5. Larry Gopnik - A Serious Man Like Oharu, Larry exists in a world that revolves around causing him maximum amounts of misfortune. His wife leaves him, his brothers life falls apart, his kids seem to hate him a bit, and the last we see of the poor guy is him receiving a very ominous sounding phone call from his doctor. He turns to his faith to guide him, but the rabbis he consults just make him more confused and baffled about the meaning of the world around him. Thus we have A Serious Man, an undeniably brilliant dark comedy from the mind-tanks of the Coen Brothers.

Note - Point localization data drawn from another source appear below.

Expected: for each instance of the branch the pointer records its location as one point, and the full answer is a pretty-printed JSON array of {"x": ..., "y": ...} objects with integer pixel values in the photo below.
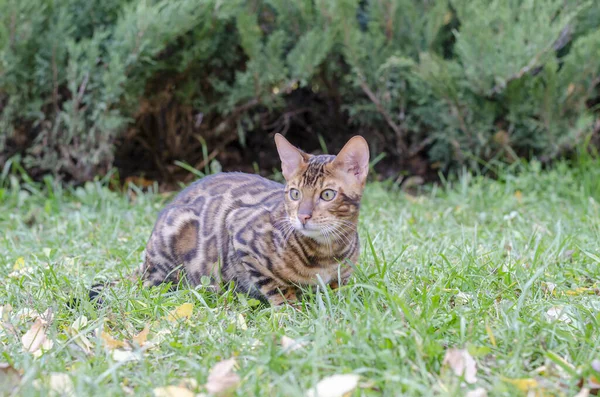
[
  {"x": 563, "y": 39},
  {"x": 397, "y": 130}
]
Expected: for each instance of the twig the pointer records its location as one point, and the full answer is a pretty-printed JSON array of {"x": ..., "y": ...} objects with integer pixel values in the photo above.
[
  {"x": 397, "y": 130},
  {"x": 563, "y": 39}
]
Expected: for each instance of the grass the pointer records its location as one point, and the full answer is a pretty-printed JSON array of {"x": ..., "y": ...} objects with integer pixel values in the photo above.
[{"x": 507, "y": 269}]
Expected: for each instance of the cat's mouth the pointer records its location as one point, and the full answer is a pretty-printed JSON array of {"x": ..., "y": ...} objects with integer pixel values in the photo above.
[{"x": 309, "y": 229}]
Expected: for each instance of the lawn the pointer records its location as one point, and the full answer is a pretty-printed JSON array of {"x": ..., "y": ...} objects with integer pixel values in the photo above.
[{"x": 506, "y": 269}]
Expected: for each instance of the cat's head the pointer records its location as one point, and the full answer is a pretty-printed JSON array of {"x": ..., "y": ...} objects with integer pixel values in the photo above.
[{"x": 322, "y": 193}]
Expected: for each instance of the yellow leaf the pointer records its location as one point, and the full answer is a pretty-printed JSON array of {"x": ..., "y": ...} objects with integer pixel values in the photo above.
[
  {"x": 10, "y": 378},
  {"x": 124, "y": 355},
  {"x": 75, "y": 331},
  {"x": 183, "y": 311},
  {"x": 141, "y": 338},
  {"x": 221, "y": 378},
  {"x": 19, "y": 263},
  {"x": 34, "y": 339},
  {"x": 173, "y": 391},
  {"x": 241, "y": 322},
  {"x": 334, "y": 386},
  {"x": 579, "y": 291},
  {"x": 523, "y": 384},
  {"x": 111, "y": 342}
]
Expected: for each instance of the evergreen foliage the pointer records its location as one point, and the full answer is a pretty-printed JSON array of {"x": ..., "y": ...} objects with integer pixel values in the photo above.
[{"x": 452, "y": 81}]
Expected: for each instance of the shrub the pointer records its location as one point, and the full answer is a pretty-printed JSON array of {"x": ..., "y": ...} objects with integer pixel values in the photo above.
[{"x": 154, "y": 81}]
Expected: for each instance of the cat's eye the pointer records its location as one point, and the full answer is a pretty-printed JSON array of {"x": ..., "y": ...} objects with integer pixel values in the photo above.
[{"x": 328, "y": 194}]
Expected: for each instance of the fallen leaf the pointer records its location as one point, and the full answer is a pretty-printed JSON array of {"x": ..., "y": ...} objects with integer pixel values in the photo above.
[
  {"x": 523, "y": 384},
  {"x": 9, "y": 377},
  {"x": 120, "y": 355},
  {"x": 183, "y": 311},
  {"x": 584, "y": 392},
  {"x": 75, "y": 331},
  {"x": 334, "y": 386},
  {"x": 289, "y": 345},
  {"x": 548, "y": 288},
  {"x": 479, "y": 392},
  {"x": 462, "y": 364},
  {"x": 142, "y": 337},
  {"x": 111, "y": 342},
  {"x": 5, "y": 312},
  {"x": 557, "y": 313},
  {"x": 61, "y": 384},
  {"x": 580, "y": 291},
  {"x": 34, "y": 339},
  {"x": 173, "y": 391},
  {"x": 241, "y": 322},
  {"x": 222, "y": 378}
]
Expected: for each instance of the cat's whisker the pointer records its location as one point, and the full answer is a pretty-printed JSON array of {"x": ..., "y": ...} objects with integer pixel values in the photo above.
[
  {"x": 340, "y": 238},
  {"x": 341, "y": 232}
]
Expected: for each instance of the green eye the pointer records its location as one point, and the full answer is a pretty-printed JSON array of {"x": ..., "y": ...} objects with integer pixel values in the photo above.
[{"x": 328, "y": 195}]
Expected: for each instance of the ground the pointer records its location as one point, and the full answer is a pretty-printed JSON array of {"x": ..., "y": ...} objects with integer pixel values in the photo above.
[{"x": 506, "y": 269}]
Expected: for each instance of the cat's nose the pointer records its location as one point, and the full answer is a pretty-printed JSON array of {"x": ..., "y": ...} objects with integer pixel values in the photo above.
[{"x": 304, "y": 218}]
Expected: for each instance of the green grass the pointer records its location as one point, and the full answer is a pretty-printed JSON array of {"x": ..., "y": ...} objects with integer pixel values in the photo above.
[{"x": 466, "y": 264}]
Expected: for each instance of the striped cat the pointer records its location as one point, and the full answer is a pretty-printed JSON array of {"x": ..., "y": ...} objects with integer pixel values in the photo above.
[{"x": 265, "y": 237}]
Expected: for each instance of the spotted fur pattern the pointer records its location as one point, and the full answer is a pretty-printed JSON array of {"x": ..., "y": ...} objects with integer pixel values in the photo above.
[{"x": 245, "y": 228}]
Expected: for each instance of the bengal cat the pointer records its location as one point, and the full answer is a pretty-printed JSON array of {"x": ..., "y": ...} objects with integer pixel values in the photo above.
[{"x": 266, "y": 237}]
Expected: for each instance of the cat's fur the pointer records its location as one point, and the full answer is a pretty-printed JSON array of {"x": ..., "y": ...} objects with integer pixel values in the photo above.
[{"x": 248, "y": 229}]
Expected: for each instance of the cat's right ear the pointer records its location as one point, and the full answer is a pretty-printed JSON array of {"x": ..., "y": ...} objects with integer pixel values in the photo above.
[{"x": 291, "y": 157}]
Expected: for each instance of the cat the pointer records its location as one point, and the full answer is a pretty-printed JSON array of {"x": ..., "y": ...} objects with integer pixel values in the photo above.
[{"x": 266, "y": 237}]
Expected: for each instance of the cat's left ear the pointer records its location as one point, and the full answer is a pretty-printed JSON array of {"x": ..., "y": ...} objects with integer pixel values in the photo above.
[
  {"x": 354, "y": 158},
  {"x": 291, "y": 157}
]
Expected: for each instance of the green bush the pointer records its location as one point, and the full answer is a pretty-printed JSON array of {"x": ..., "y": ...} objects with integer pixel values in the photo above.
[{"x": 451, "y": 81}]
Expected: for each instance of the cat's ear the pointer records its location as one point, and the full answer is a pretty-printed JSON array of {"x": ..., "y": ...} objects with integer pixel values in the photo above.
[
  {"x": 291, "y": 157},
  {"x": 354, "y": 158}
]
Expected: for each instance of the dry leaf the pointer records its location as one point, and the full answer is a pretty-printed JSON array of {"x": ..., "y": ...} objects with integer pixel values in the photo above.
[
  {"x": 62, "y": 385},
  {"x": 461, "y": 362},
  {"x": 222, "y": 378},
  {"x": 124, "y": 355},
  {"x": 5, "y": 312},
  {"x": 334, "y": 386},
  {"x": 523, "y": 384},
  {"x": 111, "y": 342},
  {"x": 173, "y": 391},
  {"x": 557, "y": 313},
  {"x": 580, "y": 291},
  {"x": 142, "y": 337},
  {"x": 75, "y": 332},
  {"x": 289, "y": 345},
  {"x": 9, "y": 377},
  {"x": 34, "y": 339},
  {"x": 548, "y": 288},
  {"x": 183, "y": 311},
  {"x": 241, "y": 322},
  {"x": 479, "y": 392},
  {"x": 584, "y": 392}
]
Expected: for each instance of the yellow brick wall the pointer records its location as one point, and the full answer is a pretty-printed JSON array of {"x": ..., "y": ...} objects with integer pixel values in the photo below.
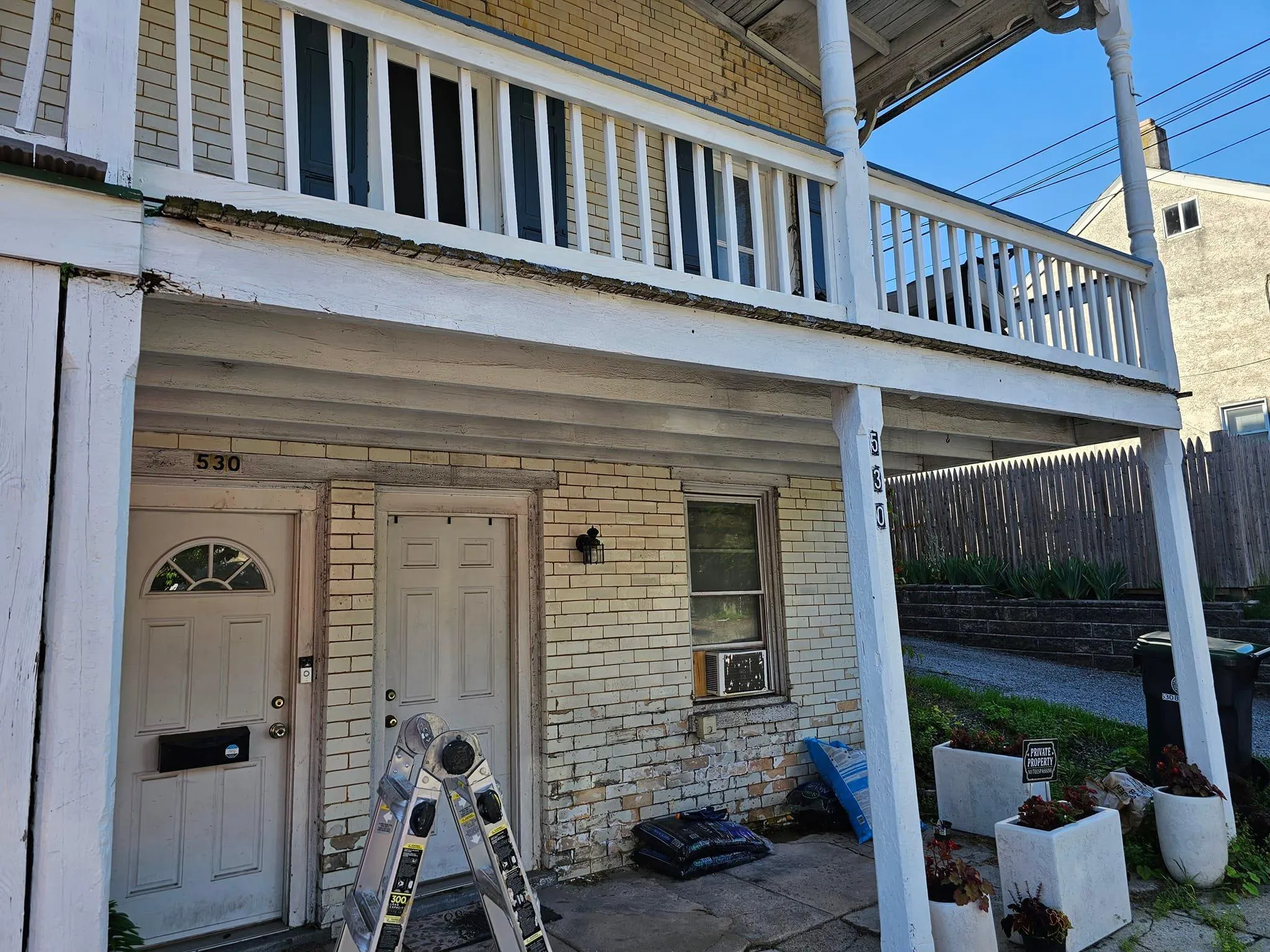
[
  {"x": 665, "y": 43},
  {"x": 616, "y": 697},
  {"x": 16, "y": 24}
]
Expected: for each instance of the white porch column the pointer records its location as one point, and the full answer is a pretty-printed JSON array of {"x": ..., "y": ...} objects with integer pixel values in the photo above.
[
  {"x": 84, "y": 617},
  {"x": 102, "y": 99},
  {"x": 1202, "y": 730},
  {"x": 854, "y": 243},
  {"x": 902, "y": 903},
  {"x": 1116, "y": 31},
  {"x": 29, "y": 343}
]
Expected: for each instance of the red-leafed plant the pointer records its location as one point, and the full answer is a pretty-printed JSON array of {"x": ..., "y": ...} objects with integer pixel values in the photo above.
[
  {"x": 986, "y": 742},
  {"x": 1029, "y": 917},
  {"x": 1181, "y": 778},
  {"x": 951, "y": 880},
  {"x": 1047, "y": 815}
]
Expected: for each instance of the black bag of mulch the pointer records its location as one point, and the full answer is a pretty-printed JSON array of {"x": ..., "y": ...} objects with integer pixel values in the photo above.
[
  {"x": 696, "y": 834},
  {"x": 814, "y": 806},
  {"x": 659, "y": 862}
]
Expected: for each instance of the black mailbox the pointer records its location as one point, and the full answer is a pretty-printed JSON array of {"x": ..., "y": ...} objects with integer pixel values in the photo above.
[{"x": 186, "y": 752}]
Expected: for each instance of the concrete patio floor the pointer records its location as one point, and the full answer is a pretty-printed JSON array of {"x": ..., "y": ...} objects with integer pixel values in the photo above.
[{"x": 813, "y": 894}]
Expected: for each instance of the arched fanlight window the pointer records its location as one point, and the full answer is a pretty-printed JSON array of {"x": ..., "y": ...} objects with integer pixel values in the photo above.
[{"x": 210, "y": 565}]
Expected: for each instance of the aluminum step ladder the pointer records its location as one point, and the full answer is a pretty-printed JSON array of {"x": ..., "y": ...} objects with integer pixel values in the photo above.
[{"x": 432, "y": 763}]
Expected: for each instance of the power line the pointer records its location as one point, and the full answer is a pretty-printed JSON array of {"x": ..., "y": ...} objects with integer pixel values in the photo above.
[
  {"x": 1121, "y": 191},
  {"x": 1109, "y": 146},
  {"x": 1100, "y": 122},
  {"x": 1052, "y": 182}
]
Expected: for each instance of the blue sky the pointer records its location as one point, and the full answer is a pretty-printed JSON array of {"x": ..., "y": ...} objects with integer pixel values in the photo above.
[{"x": 1049, "y": 87}]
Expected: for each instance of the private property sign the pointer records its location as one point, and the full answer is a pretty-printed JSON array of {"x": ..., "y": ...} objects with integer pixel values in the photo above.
[{"x": 1041, "y": 760}]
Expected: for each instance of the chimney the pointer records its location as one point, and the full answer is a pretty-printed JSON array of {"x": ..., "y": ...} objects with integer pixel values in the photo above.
[{"x": 1155, "y": 145}]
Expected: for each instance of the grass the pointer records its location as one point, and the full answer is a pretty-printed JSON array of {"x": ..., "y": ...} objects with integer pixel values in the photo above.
[{"x": 1088, "y": 746}]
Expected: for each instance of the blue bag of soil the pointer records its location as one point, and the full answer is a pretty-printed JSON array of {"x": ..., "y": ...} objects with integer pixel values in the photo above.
[
  {"x": 696, "y": 842},
  {"x": 846, "y": 771}
]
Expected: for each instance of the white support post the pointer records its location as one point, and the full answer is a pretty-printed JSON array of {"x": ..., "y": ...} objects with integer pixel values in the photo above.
[
  {"x": 541, "y": 141},
  {"x": 854, "y": 266},
  {"x": 384, "y": 192},
  {"x": 1116, "y": 31},
  {"x": 37, "y": 52},
  {"x": 506, "y": 162},
  {"x": 613, "y": 190},
  {"x": 29, "y": 339},
  {"x": 468, "y": 140},
  {"x": 427, "y": 144},
  {"x": 84, "y": 617},
  {"x": 902, "y": 903},
  {"x": 102, "y": 98},
  {"x": 338, "y": 118},
  {"x": 290, "y": 100},
  {"x": 580, "y": 209},
  {"x": 238, "y": 90},
  {"x": 673, "y": 209},
  {"x": 1184, "y": 604}
]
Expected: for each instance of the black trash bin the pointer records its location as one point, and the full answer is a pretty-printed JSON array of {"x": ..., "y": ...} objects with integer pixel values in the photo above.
[{"x": 1235, "y": 674}]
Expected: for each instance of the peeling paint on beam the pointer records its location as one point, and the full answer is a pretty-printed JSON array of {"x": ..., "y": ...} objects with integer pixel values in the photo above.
[{"x": 211, "y": 214}]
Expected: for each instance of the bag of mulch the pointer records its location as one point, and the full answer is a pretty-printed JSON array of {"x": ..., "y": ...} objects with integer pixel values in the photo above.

4. Ricardo Morales - The Secret In Their Eyes
The Secret in Their Eyes (another wonderful film) is loosely centred on the murder of a young woman, although its more to do with how the case shapes the characters as people. One of these characters is Ricardo Morales, the young womans husband. Much like Oslo, August 31st, the characters misfortune comes not from his uniquely awful situation, but rather the representation of this situation in the film, and how it gives the viewer a more powerful insight into the characters pain. The death of his wife leaves Ricardo a shell of a man. He knows the face of the man who did it, and spends his days sitting in a train station just waiting for him to come through. As he tells another character about his habit, his body language and tone suggest that he does it more out of habit than out of genuine passion, as if he feels no driving emotions anymore, and instead has a vague sense of duty to the dead.